For history and archaeology buffs, the outing would be incomplete without a visit to Amb, where the ruins of a 10th century (AD) temple hark back to the heydays of the Hindu Shahi dynasty. The temple is one of a series of monastery-like complexes that include Malot, Ketas and Nandna that stud the Salt Range. The road to Amb is somewhat circuitous, as one has to first proceed to Quaidabad, about 45-km west of Khushab, thence north to Amb, over a 25km bone-jarring stretch that is best negotiated by a four-wheel drive vehicle. On our way back, we were surprised to see a wedding motorcade of about 40 cars – all white Toyota Corollas, interestingly – and several buses, loaded with revellers of all ages heading towards Khushab, over some of the roughest Salt Range terrain.

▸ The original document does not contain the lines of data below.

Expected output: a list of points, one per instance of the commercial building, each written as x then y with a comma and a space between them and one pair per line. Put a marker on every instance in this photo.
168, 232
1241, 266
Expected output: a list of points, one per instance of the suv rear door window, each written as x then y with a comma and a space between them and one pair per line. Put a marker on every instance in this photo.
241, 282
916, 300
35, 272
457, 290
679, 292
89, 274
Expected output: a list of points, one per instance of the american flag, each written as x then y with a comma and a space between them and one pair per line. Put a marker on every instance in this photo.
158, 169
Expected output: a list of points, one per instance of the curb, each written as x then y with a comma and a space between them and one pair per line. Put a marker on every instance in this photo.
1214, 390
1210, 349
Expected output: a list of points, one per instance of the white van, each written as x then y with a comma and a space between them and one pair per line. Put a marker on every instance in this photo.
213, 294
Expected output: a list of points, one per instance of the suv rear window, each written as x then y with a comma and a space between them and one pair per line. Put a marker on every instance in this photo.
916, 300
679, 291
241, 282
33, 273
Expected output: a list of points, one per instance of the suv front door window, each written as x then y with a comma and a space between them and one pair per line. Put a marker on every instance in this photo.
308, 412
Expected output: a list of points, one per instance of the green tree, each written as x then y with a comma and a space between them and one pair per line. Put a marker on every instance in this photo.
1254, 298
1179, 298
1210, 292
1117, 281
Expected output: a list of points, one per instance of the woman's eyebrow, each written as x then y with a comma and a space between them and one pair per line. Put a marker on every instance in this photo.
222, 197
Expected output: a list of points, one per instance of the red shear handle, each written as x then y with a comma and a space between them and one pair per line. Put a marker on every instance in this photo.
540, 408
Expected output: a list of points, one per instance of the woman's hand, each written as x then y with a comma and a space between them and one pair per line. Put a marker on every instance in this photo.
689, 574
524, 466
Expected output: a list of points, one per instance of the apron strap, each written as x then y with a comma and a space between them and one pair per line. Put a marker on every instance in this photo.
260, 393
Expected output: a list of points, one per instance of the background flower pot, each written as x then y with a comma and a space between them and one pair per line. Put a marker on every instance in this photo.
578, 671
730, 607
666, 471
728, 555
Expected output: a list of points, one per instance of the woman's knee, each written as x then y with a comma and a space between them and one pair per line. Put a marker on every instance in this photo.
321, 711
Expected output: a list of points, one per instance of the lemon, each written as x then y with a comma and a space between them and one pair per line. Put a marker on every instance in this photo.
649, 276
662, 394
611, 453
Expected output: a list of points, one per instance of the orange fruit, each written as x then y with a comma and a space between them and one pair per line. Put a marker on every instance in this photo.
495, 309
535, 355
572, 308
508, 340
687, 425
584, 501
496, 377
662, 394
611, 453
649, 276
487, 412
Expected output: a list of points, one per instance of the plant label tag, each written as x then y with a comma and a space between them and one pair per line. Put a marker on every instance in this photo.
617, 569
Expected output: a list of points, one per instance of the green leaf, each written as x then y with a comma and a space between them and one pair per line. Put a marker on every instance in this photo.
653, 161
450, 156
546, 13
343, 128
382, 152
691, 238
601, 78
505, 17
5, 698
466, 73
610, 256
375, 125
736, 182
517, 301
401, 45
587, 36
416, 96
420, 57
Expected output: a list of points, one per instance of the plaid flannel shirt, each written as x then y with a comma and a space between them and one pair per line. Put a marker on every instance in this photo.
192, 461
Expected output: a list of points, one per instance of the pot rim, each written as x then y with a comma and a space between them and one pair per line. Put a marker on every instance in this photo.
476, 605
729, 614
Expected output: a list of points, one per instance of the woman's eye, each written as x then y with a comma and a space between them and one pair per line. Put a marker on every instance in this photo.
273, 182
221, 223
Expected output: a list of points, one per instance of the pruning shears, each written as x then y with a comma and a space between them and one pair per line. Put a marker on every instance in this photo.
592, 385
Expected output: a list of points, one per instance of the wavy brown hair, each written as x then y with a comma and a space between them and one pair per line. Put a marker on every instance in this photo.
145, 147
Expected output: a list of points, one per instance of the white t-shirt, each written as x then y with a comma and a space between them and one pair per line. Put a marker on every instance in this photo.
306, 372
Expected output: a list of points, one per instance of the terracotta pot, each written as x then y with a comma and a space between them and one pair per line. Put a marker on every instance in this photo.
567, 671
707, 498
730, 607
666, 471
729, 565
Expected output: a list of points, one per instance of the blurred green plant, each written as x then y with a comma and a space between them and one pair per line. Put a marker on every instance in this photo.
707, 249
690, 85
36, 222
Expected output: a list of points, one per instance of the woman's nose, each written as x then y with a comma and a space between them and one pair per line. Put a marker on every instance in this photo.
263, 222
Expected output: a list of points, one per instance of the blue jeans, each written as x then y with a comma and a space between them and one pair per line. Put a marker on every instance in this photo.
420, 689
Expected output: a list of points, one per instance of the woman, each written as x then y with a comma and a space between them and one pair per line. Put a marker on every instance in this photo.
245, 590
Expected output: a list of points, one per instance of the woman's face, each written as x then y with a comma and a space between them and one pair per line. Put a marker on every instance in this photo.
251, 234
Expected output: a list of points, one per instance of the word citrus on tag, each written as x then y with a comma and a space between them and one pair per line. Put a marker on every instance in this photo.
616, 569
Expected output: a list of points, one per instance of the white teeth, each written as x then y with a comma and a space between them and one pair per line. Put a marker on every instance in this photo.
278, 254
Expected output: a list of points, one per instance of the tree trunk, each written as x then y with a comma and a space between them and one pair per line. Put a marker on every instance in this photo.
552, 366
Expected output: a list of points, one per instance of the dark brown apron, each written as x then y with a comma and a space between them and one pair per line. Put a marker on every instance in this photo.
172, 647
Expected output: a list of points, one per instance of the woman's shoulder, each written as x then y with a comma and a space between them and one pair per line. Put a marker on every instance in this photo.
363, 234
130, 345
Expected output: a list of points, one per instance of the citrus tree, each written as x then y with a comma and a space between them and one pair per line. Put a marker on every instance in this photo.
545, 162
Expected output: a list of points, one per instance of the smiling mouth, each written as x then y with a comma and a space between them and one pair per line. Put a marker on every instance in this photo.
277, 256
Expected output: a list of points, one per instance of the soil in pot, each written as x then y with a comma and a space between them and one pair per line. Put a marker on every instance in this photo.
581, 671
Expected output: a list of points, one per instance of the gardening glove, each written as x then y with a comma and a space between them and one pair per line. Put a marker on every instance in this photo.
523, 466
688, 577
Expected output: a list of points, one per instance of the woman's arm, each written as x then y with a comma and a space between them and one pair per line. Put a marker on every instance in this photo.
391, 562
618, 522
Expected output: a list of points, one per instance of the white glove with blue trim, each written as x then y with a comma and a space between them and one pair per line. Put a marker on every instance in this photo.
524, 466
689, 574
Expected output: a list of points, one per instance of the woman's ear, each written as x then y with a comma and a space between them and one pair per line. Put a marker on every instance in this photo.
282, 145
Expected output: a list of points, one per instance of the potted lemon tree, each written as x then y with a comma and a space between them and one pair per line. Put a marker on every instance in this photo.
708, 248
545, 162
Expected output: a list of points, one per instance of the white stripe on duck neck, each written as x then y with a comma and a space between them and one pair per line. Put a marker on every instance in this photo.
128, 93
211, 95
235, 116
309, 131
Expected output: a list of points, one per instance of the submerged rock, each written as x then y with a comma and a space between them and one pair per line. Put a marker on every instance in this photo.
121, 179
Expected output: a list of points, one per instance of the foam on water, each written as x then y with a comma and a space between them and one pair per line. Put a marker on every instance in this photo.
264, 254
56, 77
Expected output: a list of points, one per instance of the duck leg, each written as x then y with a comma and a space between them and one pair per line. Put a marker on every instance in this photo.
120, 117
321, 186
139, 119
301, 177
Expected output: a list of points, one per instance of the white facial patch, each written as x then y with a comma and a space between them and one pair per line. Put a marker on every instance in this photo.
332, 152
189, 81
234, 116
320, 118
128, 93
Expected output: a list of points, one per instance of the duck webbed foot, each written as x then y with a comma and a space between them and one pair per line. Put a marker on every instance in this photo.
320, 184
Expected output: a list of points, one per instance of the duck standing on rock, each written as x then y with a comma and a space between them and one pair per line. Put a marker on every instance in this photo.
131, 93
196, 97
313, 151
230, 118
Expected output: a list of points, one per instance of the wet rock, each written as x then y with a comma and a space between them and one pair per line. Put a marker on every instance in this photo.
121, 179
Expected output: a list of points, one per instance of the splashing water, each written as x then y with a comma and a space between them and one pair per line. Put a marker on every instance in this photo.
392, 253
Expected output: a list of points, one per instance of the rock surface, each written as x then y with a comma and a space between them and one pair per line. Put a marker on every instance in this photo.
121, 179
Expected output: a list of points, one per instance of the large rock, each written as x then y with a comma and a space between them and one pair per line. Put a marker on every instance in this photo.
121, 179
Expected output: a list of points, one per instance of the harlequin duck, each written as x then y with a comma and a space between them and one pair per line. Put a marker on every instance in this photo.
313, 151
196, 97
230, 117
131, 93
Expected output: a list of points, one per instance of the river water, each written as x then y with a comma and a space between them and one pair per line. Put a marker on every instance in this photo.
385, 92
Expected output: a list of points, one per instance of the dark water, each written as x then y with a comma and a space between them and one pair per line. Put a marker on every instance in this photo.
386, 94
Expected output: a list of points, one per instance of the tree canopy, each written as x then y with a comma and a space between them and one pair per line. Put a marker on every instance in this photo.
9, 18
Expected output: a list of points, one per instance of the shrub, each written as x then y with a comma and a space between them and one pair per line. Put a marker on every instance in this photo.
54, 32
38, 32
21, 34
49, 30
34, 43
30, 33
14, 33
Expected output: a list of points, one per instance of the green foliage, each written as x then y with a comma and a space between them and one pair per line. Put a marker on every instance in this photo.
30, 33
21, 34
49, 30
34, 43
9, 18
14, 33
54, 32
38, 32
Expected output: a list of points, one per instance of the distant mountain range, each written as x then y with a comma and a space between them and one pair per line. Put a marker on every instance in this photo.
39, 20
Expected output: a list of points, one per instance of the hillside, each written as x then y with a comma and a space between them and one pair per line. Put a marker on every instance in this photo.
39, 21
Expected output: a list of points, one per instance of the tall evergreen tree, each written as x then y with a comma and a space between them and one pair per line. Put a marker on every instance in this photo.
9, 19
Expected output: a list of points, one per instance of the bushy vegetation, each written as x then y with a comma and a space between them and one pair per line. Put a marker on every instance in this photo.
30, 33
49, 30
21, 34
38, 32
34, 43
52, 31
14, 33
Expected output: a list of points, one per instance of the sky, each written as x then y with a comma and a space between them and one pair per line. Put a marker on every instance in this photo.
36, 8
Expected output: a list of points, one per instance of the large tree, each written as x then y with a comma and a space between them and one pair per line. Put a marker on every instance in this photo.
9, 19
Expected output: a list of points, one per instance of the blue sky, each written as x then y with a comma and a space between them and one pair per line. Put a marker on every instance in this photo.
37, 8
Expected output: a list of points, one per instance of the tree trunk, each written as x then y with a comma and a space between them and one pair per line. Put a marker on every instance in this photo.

The hills here, as in much of the Salt Range, are laced with ferrous oxides giving them a reddish hue. Depending on the time of the day, colours can range from pastel pinks to muddy maroons, which are magnificently contrasted by the varied greens of kao or wild olives (Olea cuspidata), phullai (Acacia modesta) and sanatha (Dodonea burmaniana) that swathe the hills aplenty. Higher up on Sakesar top, pine cones litter the ground under a dense canopy of chir (Pinus longifolia).
PAF authorities have done a creditable job at forestation and fruit cultivation at Sakesar. In addition to caring for the trees and shrubs that grow in the wild, we were shown luscious orchards of apricots, apples, cherries, grapes, loquats, olives, pears, persimmon and, even a few walnut trees that have been tenderly maintained.